Detto questo, Tom strinse brevemente le spalle del gemello e si alzò. Stava per andarsene quando si ricordò…
-Ah, Bill…?-.
-… Sì…?-. rispose quello, guardandolo sospettoso.
-Ehm…-. Non sapeva come cominciare. Si morse un labbro gingillandosi con il percing. -Be’… stanotte ho sentito qualcuno urlare… Mi sembrava venisse dalla tua camera… Ehm… eri… insomma, eri tu, per caso?-. Con un sospiro di sollievo ed un filo di imbarazzo, finalmente quella frase mezza balbettata uscì dalla bocca tormentata del rasta.
Gli occhi sgranati del gemello, così simili ai suoi, gli diedero da soli la risposta, ma Tom preferì sentire cosa avrebbe veramente risposto il fratello. Lentamente, l’espressione di Bill si ricompose e con un tono di voce che si sforzò di far passare come tranquillizzante replicò:
-Chi, io?! Ma và, te lo sarai sognato… E poi perché dovrei mettermi ad urlare nel cuore della notte?! Io non ho sentito nessuno…-, e abbassò subito la testa per non far scorgere la colpevolezza nel suo sguardo.
Tom annuì: -Va bene… Allora… Quando vuoi, io ci sono…-, e senza aggiungere altro se ne andò, lanciandogli un ultima, malinconica occhiata.


Bill rimase immobile a guardarsi le punte delle sue nuove scarpe firmate, aspettando qualche secondo.
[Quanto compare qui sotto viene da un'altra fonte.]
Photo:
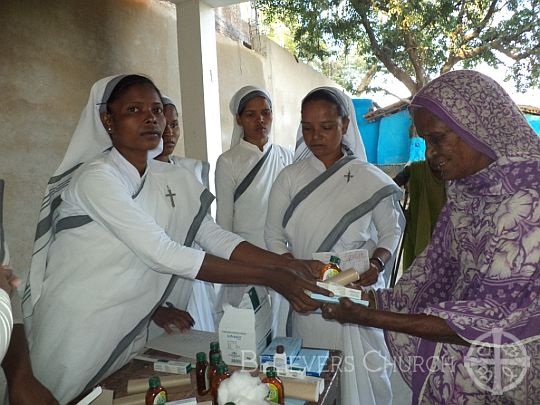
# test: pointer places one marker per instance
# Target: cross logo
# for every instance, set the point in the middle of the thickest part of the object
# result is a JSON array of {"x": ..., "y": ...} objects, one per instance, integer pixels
[
  {"x": 171, "y": 195},
  {"x": 497, "y": 367}
]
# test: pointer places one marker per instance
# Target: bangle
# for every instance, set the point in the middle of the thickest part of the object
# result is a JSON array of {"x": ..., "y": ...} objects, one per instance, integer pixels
[{"x": 378, "y": 263}]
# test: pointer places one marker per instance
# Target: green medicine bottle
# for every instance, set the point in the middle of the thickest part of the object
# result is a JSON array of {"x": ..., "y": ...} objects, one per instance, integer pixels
[
  {"x": 275, "y": 387},
  {"x": 156, "y": 394}
]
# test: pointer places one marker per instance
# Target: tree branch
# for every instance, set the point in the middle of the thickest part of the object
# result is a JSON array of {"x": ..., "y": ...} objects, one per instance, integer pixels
[
  {"x": 366, "y": 80},
  {"x": 400, "y": 74}
]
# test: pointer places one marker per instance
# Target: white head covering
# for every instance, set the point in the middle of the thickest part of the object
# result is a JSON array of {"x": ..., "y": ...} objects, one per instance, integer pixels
[
  {"x": 89, "y": 140},
  {"x": 238, "y": 131},
  {"x": 352, "y": 140}
]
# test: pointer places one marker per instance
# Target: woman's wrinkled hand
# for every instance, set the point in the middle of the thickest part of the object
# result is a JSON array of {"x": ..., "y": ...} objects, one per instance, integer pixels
[
  {"x": 293, "y": 284},
  {"x": 346, "y": 312}
]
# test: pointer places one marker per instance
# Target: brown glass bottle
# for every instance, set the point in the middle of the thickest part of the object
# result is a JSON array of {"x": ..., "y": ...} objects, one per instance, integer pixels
[
  {"x": 276, "y": 394},
  {"x": 222, "y": 373},
  {"x": 156, "y": 394},
  {"x": 201, "y": 374}
]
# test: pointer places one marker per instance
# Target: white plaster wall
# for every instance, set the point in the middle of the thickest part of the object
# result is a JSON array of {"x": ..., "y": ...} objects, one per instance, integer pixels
[
  {"x": 287, "y": 80},
  {"x": 51, "y": 52}
]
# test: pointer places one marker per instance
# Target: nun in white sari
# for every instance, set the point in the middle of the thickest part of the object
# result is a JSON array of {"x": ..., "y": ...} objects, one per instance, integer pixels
[
  {"x": 332, "y": 200},
  {"x": 244, "y": 176},
  {"x": 108, "y": 241}
]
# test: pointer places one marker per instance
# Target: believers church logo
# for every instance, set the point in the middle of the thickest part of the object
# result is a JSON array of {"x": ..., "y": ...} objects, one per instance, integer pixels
[{"x": 496, "y": 367}]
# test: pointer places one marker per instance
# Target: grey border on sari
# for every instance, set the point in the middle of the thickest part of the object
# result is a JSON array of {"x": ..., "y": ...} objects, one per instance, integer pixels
[
  {"x": 206, "y": 199},
  {"x": 2, "y": 235},
  {"x": 312, "y": 186},
  {"x": 244, "y": 184},
  {"x": 355, "y": 214}
]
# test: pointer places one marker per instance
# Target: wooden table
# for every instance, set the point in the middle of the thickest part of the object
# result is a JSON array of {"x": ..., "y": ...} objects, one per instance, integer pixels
[{"x": 141, "y": 369}]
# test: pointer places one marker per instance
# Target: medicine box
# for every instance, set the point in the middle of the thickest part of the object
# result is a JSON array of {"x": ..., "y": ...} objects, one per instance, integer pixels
[
  {"x": 172, "y": 366},
  {"x": 245, "y": 331},
  {"x": 314, "y": 360},
  {"x": 291, "y": 347}
]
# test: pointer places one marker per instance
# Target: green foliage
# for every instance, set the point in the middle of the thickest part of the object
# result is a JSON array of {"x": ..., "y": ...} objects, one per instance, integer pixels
[{"x": 414, "y": 40}]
Poi, di scatto, alzò la testa, facendo oscillare le sommità della sua capigliatura ed esclamò: -Tom!!! Io…!!-. Quando si accorse che non c’era più nessuno accanto a lui, scosse la testa ridendo di sé, e si rimise l’ i-Pod, tornando nella stessa posizione in cui l’aveva trovato il fratello pochi minuti fa.
“Già, Tom… lui non vorrebbe vedermi ancora così…”, pensò amareggiato Bill.
In quel momento attaccò ancora una volta il ritornello di “Rette Mich”. Un timido sorriso cominciò finalmente a farsi strada sul viso malinconico del ragazzo, diventando un po’ più largo quando con un lungo dito dall’unghia smaltata di nero premette il tasto “AVANTI” e le prime note di “Monsoon” iniziarono a spandersi nella sua mente tormentata.
Chiuse i begli occhi nocciola e appoggiò di nuovo la testa al finestrino.

“…togheter will be running somewhere new
and nothing can hold me back from you,
trough the monsoon,
just me and you...

Di nuovo, un sorriso illuminò l’espressione di Bill Kaulitz, che ora un po’ più sereno mentre si lasciava andare ad un piacevole torpore, sussurrò a tutti e a nessuno: -Grazie…-.
E una lacrima, in quel momento, lui fu sicuro fosse valsa più di mille parole.